Multilingual vs. Monolingual BERT

April 10, 2023
/ eGitty

Devlin et al. (2019) produced 2 BERT models, for English and Chinese. To support other languages, they trained a multilingual BERT (mBERT) model combining texts covering over 100 languages, in the hoped to benefit low-resource languages with the linguistic information obtained from languages with larger datasets.

In reality, however, mBERT performance on specific languages has not been as successful as English. Consequently, several research efforts focused on building monolingual BERT models as well as providing languagespecific evaluation benchmarks.

Liu et al. (2019) trained CamemBERT, a French BERT model evaluated on syntactic and semantic tasks in addition to natural language inference tasks.

Rybak et al. (2020) trained HerBERT, a BERT PLM for Polish. They evaluated it on a diverse set of existing NLU benchmarks as well as a new dataset for sentiment analysis for the e-commerce domain.

Polignano et al. (2019) created Alberto, a BERT model for Italian, using a massive tweet collection.
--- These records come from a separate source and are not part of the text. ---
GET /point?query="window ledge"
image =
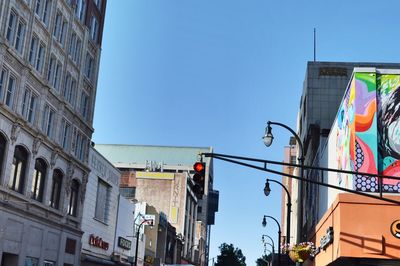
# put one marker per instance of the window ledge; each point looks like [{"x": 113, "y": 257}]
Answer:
[{"x": 100, "y": 221}]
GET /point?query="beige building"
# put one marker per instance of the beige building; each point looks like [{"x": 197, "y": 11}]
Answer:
[
  {"x": 162, "y": 177},
  {"x": 49, "y": 55}
]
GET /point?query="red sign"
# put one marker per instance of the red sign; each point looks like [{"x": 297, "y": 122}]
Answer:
[{"x": 98, "y": 242}]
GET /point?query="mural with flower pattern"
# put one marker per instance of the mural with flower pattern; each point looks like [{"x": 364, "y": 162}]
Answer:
[{"x": 368, "y": 132}]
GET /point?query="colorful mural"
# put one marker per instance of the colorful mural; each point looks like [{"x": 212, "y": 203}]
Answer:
[
  {"x": 368, "y": 132},
  {"x": 389, "y": 129}
]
They tested it on several NLU tasks — subjectivity, polarity (sentiment) and irony detection in tweets.

In order to obtain a large enough training corpus in low-resources languages, such as Finnish (Virtanen et al., 2019) and Persian (Farahani et al., 2020), a great deal of effort went into filtering and cleaning text samples obtained from web crawls.

Reference

Jacob Devlin, Ming-Wei Chang, Kenton Lee, and Kristina Toutanova. 2019. BERT: Pre-training of deep bidirectional transformers for language understanding. In Proceedings of the 2019 Conference of the North American Chapter of the Association for Computational Linguistics: Human Language Technologies, Volume 1 (Long and Short Papers), pages 4171–4186, Minneapolis, Minnesota. Association for Computational Linguistics.
Yinhan Liu, Myle Ott, Naman Goyal, Jingfei Du, Mandar Joshi, Danqi Chen, Omer Levy, Mike Lewis, Luke Zettlemoyer, and Veselin Stoyanov. 2019. RoBERTa: A Robustly Optimized BERT Pretraining Approach.
Piotr Rybak, Robert Mroczkowski, Janusz Tracz, and Ireneusz Gawlik. 2020. KLEJ: Comprehensive benchmark for Polish language understanding. In Proceedings of the 58th Annual Meeting of the Association for Computational Linguistics, pages 1191–1201, Online. Association for Computational Linguistics.
Marco Polignano, Pierpaolo Basile, Marco de Gemmis, Giovanni Semeraro, and Valerio Basile. 2019. Alberto: Italian bert language understanding model for nlp challenging tasks based on tweets.
Antti Virtanen, Jenna Kanerva, Rami Ilo, Jouni Luoma, Juhani Luotolahti, Tapio Salakoski, Filip Ginter, and Sampo Pyysalo. 2019. Multilingual is not enough: Bert for finnish.
Mehrdad Farahani, Mohammad Gharachorloo, Marzieh Farahani, and Mohammad Manthouri. 2020. Parsbert: Transformer-based model for persian language understanding.